Ну что мне, в самом деле, делать в этой тусовке, тускло всплыла брезгливая мысль. Там собираются действительно милые, обаятельные люди. Они хорошо и остроумно говорят о культуре, писателях, обсуждают новые книжки, новые течения майнстрима, варианты черного пиара… но мне тошно с ними, у меня никогда не будет с ними общего языка!

С кухни раздалось быстрое жужжание кофемолки. Ага, разобралась с этим хозяйством быстро. А я полчаса горбатился с инструкцией, больно навороченная теперь бытовая техника. То ли дело – комп, все понятно, как говорят, интуитивно. Так вот, возвращаясь к баранам, те образованные обыватели, что живут сегодняшним днем, полагая его единственно правильным, упорно и умело защищают его, а защищать всегда легче, это знаем из опыта всех войн, потери один к четырем, высмеивают все нестандартное, а изменения принимают в узких рамках «от и до». Не изменения даже, а крохотные вариации. Апгрейдики. Но чтобы сменить телегу на авто, апгрейда уже мало, пришлось отказываться от старых дорог.
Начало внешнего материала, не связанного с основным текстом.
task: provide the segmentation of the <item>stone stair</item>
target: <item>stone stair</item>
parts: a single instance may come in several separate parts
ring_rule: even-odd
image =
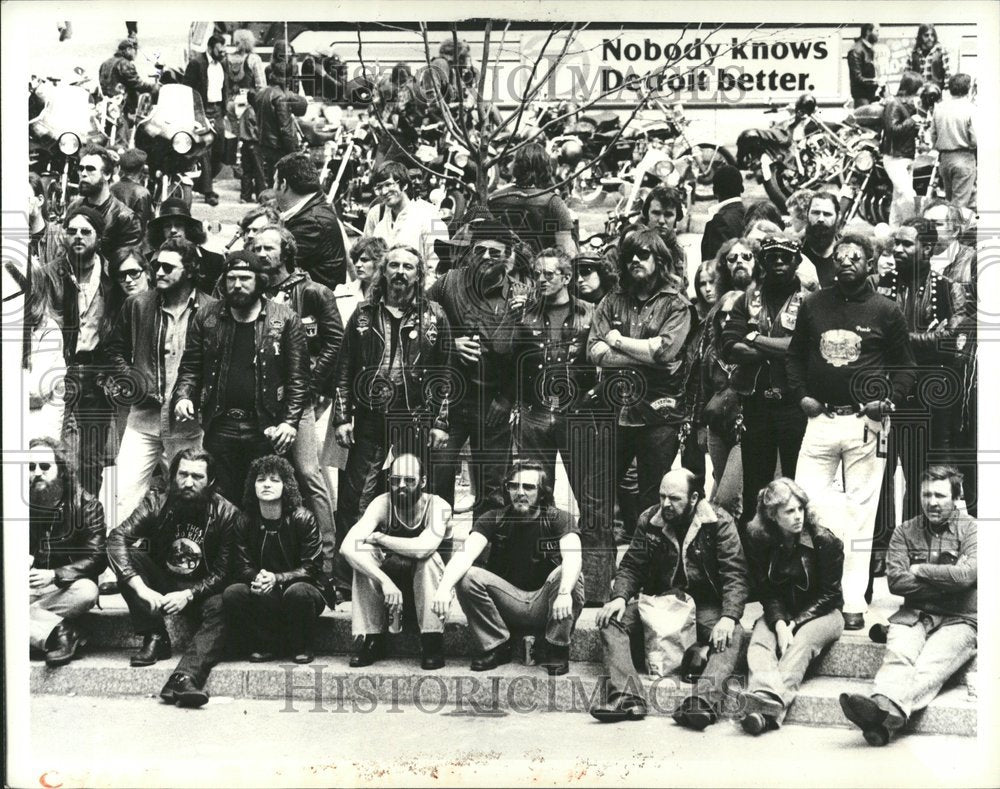
[[[884,622],[895,606],[887,595],[876,599],[867,617],[869,624]],[[882,603],[880,606],[879,604]],[[49,669],[42,661],[31,666],[31,692],[83,696],[156,696],[176,664],[180,649],[191,632],[182,618],[168,620],[175,657],[149,668],[132,668],[128,653],[139,645],[132,633],[128,612],[119,596],[102,597],[82,622],[88,634],[83,657],[69,666]],[[579,711],[585,713],[596,698],[601,672],[600,636],[595,624],[597,611],[586,609],[577,623],[570,652],[570,672],[548,677],[540,668],[516,662],[495,671],[469,670],[473,652],[465,619],[457,605],[445,629],[447,665],[433,672],[421,671],[419,640],[415,633],[390,636],[391,657],[366,669],[351,669],[351,621],[349,604],[324,612],[318,627],[316,660],[307,666],[291,661],[251,664],[225,661],[209,679],[213,697],[275,699],[289,708],[314,707],[335,712],[371,709],[373,704],[416,705],[426,711],[452,714],[517,714],[534,711]],[[749,632],[760,615],[751,604],[743,619]],[[746,649],[746,641],[740,646]],[[849,726],[837,697],[842,692],[870,692],[871,678],[882,660],[885,647],[869,640],[867,631],[845,632],[814,666],[788,722],[823,726]],[[741,660],[741,671],[745,663]],[[742,682],[743,677],[738,678]],[[653,714],[669,714],[678,701],[691,692],[690,685],[670,679],[644,678],[650,691]],[[724,709],[735,714],[736,690],[727,694]],[[922,715],[915,715],[912,729],[920,733],[975,736],[977,726],[976,662],[961,672]]]

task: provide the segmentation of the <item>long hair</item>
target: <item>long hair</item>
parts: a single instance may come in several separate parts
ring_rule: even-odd
[[[629,290],[632,287],[632,275],[628,270],[628,262],[640,250],[652,253],[653,261],[656,263],[656,273],[661,282],[668,282],[673,273],[674,259],[663,237],[657,231],[648,228],[630,230],[622,239],[621,250],[618,254],[618,284],[623,290]]]
[[[182,460],[204,461],[205,473],[208,475],[208,484],[212,485],[215,482],[215,458],[205,449],[188,447],[174,455],[173,460],[170,461],[170,470],[167,473],[168,489],[173,485],[174,480],[177,479],[177,469],[180,468]]]
[[[803,509],[802,531],[811,536],[816,534],[816,512],[809,503],[809,494],[788,477],[778,477],[761,488],[757,494],[757,521],[764,529],[768,542],[773,545],[781,543],[781,527],[774,515],[778,508],[791,498],[798,499]]]
[[[57,474],[63,484],[63,501],[78,503],[80,481],[76,475],[76,466],[73,465],[66,447],[58,439],[50,436],[36,436],[28,442],[28,449],[36,447],[47,447],[52,450],[52,456],[56,459]]]
[[[265,474],[277,474],[281,477],[281,484],[284,486],[281,491],[281,512],[284,515],[291,515],[302,506],[302,493],[295,480],[292,464],[280,455],[265,455],[250,464],[243,486],[243,514],[255,523],[260,520],[260,502],[257,500],[255,485],[257,477]]]
[[[21,342],[21,367],[31,369],[31,333],[52,315],[47,279],[41,266],[28,269],[28,287],[24,297],[24,324]]]
[[[924,78],[916,71],[904,71],[899,78],[899,88],[896,90],[897,96],[916,96],[924,86]],[[834,205],[839,205],[834,202]]]
[[[701,262],[701,265],[698,266],[697,271],[695,271],[694,273],[694,304],[697,307],[698,315],[701,318],[704,318],[706,315],[708,315],[708,311],[712,309],[712,304],[709,304],[705,300],[705,298],[701,295],[701,278],[706,273],[712,274],[712,276],[715,278],[715,281],[718,282],[719,275],[716,273],[714,260],[703,260]],[[717,301],[718,301],[718,294],[716,294],[716,302]]]
[[[913,44],[913,51],[914,52],[923,52],[924,51],[922,43],[921,43],[924,40],[924,33],[933,33],[934,34],[934,43],[931,44],[931,49],[934,49],[934,47],[937,46],[937,43],[938,43],[937,30],[934,29],[934,25],[925,22],[924,24],[920,25],[917,28],[917,40]],[[930,49],[927,50],[927,51],[930,52]]]
[[[503,478],[503,500],[504,504],[510,506],[510,493],[507,492],[507,484],[522,471],[538,472],[538,501],[537,506],[541,509],[548,509],[556,506],[555,490],[552,487],[552,480],[549,479],[545,467],[535,460],[515,460],[507,470]]]
[[[514,177],[514,184],[521,187],[545,189],[555,183],[549,155],[536,142],[525,145],[514,154],[511,175]]]
[[[424,292],[424,275],[426,274],[427,264],[424,262],[424,256],[420,254],[420,250],[411,247],[408,244],[393,244],[386,250],[382,259],[378,262],[378,268],[375,271],[375,278],[368,287],[368,301],[372,304],[378,304],[379,301],[385,298],[386,291],[389,287],[388,278],[385,273],[386,262],[389,260],[389,254],[395,252],[397,249],[409,252],[417,259],[416,295],[414,296],[413,303],[415,305],[419,305],[421,294]]]
[[[737,244],[742,247],[746,247],[753,253],[754,281],[756,281],[760,276],[760,244],[749,238],[729,239],[721,247],[719,247],[719,252],[715,256],[715,295],[717,298],[721,299],[729,293],[729,291],[733,290],[733,275],[729,273],[729,266],[726,264],[726,258],[729,256],[733,247]]]

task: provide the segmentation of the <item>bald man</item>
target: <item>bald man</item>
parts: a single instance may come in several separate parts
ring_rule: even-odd
[[[680,703],[673,717],[698,730],[718,720],[723,683],[733,673],[742,638],[747,564],[732,515],[710,505],[703,486],[702,478],[687,469],[668,471],[660,482],[659,505],[639,516],[611,600],[597,615],[608,680],[604,703],[590,712],[600,721],[638,720],[646,714],[632,661],[643,651],[643,624],[633,600],[640,592],[683,593],[682,599],[694,600],[697,643],[688,652],[707,662],[697,692]]]
[[[420,628],[420,667],[444,666],[444,617],[431,606],[444,562],[438,554],[451,531],[451,507],[426,493],[420,460],[400,455],[389,469],[389,492],[375,498],[344,538],[340,552],[354,568],[351,667],[370,666],[385,655],[386,613],[403,613],[401,586],[413,589]]]

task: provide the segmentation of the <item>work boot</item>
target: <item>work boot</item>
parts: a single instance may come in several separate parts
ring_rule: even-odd
[[[510,663],[510,661],[511,646],[508,640],[472,658],[472,665],[469,668],[473,671],[491,671],[504,663]]]
[[[695,731],[704,731],[715,723],[719,716],[715,709],[705,699],[700,696],[688,696],[677,705],[674,710],[673,719],[681,726],[686,726]]]
[[[351,668],[364,668],[385,656],[385,638],[381,633],[358,636],[351,656]]]
[[[175,674],[174,699],[178,707],[204,707],[208,703],[208,694],[197,685],[187,674]]]
[[[60,622],[45,642],[45,665],[50,668],[65,666],[76,657],[76,651],[87,640],[67,622]]]
[[[550,677],[561,677],[569,671],[569,647],[545,641],[545,654],[538,661]]]
[[[434,671],[444,667],[444,633],[420,634],[420,668]]]
[[[142,646],[132,655],[129,663],[133,666],[152,666],[157,660],[169,660],[172,655],[170,636],[166,630],[156,633],[146,633],[142,637]]]

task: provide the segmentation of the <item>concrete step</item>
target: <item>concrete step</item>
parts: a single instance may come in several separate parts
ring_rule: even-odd
[[[132,632],[125,602],[118,595],[101,598],[103,610],[94,610],[83,620],[83,627],[88,632],[88,640],[97,649],[128,649],[138,647],[140,639]],[[570,647],[570,659],[586,663],[601,662],[601,638],[595,624],[598,609],[584,609],[577,622]],[[743,627],[747,633],[753,629],[753,624],[760,616],[761,608],[757,603],[747,606],[743,617]],[[874,621],[884,621],[872,619]],[[192,635],[191,627],[183,617],[168,618],[168,630],[175,648],[183,648]],[[749,638],[749,636],[747,636]],[[390,636],[388,640],[390,654],[393,656],[416,656],[420,654],[420,640],[415,632],[403,632]],[[317,629],[316,652],[321,655],[345,655],[352,651],[350,604],[342,604],[336,611],[327,609],[320,618]],[[746,649],[746,640],[742,645]],[[445,625],[445,655],[453,658],[468,659],[476,651],[469,635],[465,616],[458,605],[452,606],[452,612]],[[845,632],[820,659],[815,673],[817,676],[845,677],[854,679],[871,679],[875,676],[882,663],[885,653],[883,644],[876,644],[868,638],[867,630]],[[974,683],[976,662],[960,675],[964,683]]]
[[[132,668],[125,651],[87,653],[57,669],[33,661],[31,692],[155,698],[175,662]],[[370,712],[377,706],[388,709],[415,706],[424,712],[452,715],[502,716],[545,711],[586,714],[593,700],[599,698],[599,676],[600,668],[593,663],[573,663],[569,674],[549,677],[538,667],[519,664],[474,673],[464,660],[451,660],[441,670],[421,671],[412,659],[390,659],[369,668],[351,669],[344,657],[320,657],[308,666],[287,662],[223,662],[212,671],[207,690],[215,703],[228,699],[274,699],[289,712]],[[723,713],[738,717],[737,690],[742,683],[731,682]],[[654,715],[669,715],[692,689],[672,679],[644,677],[643,683]],[[788,721],[849,727],[837,696],[842,692],[870,691],[871,683],[864,680],[832,677],[809,680],[792,706]],[[913,730],[974,736],[975,701],[964,688],[950,689],[935,699],[925,713],[914,716]]]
В то же время прекрасно понимаю, что в обществе этих людей жить приятнее и лучше, чем в обществе себе подобных. Те милые и образованные обыватели тем и хороши, что в рамках. Неважно – рамки благопристойности или узость взглядов. Я же сказал «жить», а это значит, что, выходя на прогулку с собакой, предпочитаю общаться вот с такими культурными обывателями, у которых породистые медалистые шавки, чем с пьяненьким слесарем, который тоже вывел своего блохастого полкана. Но когда дело касается более серьезных дел, то эти культурные и обаятельные – гораздо большая угроза, чем пьяненький слесарь. С тем все ясно, а эти такие милые, такие пушистые и все на свете знают – действительно знают! – что так и тянет не просто общаться с ними и войти в их круг, но и принять их систему взглядов, ценностей, принять их отношение к событиям в мире, их оценку.

К счастью, помимо моей железобетонной стойкости, есть еще одна подпорочка моей непримиримости. Я успел застать ломку предыдущих взглядов и ценностей культурного обывателя. Это сейчас общество милых и пушистых полагает, что защищает «вечные ценности». Ха, во времена моей юности эти «вечные и неизменные» были совсем иными. И кто-то же их ломал, сцепив зубы, выслушивал насмешки и обвинения со стороны тех милых и пушистых, был изгоем в обществе!

Из кухни послышались легкие шаги. Она идет босиком, но я не уловил привычного шлепанья подошв, а по этому полу ходили голые женщины, ходили, чего скрывать, это же понятно, но у Кристины такая форма ступни, что идет… черт, как же она идет!

Она опустила на стол поднос с двумя чашками кофе и крохотными бутербродами. Груди на какое-то время зависли над горячим, кончики сразу зарумянило, увеличило в размерах и покрыло мелкими бисеринками. На заднем плане мелькнуло золотистое тело Барбоса. Облизывается, гад. Украдкой скользнул на свою лежанку, сделал вид, что не покидал ее с вечера.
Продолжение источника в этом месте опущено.